A new survey reveals that retailers and brands have very different views on how retail media networks have been performing so far.

The survey of over 300 retail media decision-makers among brands and retailers from automated retail media platform provider Turbyne, “Retail Media Mirage: How the growing divide between retailers and brands threatens retail media’s potential,” reveals retailers’ perceptions of the value their retail media networks (RMNs) deliver and brands’ satisfaction with those same RMNs do not match.

Retail media networks provide retailers’ brand partners with direct promotional access to shopper. Typically, the networks deliver targeted ads to segmented consumers via channels such as in-store digital displays, as well as online advertisements and connected TV. 

For example, only 6% of larger brand respondents (annual revenue of $500 million-plus) would give their retail media experience an A, despite 65% of retail respondents stating they expected their clients would grade it an A.
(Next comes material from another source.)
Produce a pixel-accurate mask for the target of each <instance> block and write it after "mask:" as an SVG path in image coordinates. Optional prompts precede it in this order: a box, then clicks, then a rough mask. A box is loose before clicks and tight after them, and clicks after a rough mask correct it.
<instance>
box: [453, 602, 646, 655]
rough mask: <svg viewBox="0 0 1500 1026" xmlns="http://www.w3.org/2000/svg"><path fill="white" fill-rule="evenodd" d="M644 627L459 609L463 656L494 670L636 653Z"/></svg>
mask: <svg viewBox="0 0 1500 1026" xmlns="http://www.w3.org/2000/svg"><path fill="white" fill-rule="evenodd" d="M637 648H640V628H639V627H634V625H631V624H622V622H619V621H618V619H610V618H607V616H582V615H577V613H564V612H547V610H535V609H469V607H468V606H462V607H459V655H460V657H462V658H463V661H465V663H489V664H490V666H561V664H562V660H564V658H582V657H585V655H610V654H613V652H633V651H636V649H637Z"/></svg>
One issue the survey uncovered is a complex RMN buying process for brands. Brand respondents, on average, worked with 25 media partners, 22 media agencies and 23 ad tech platforms over the previous three months. 

Forty percent of surveyed brands cited having to execute individual buys across each RMN as one of the top three barriers to increasing their retail media spend. 

In addition, 44% of brand respondents do not see it as worthwhile to work with any new RMNs in the next 24 months.

Both surveyed brands and retailers individually said that the key to growth was the ability to buy (or sell) and execute retail media across multiple channels/tactics in a single location. In particular, brand respondents said:

  • They would invest more in retail media if in-store tactics were able to be combined with digital into a single retail media offering (70%).
  • They would spend budget with midsize retailers if they had the ability to buy and execute across multiple channels/tactics in a single location. One-quarter (26%) would do so if the platform offered an automated buying process.

The results are based on a survey of over 300 retail media decision makers at U.S. brands and retailers and was conducted in partnership with BWG Strategy in July 2023. The participants consisted of 225 retailers and 87 brands.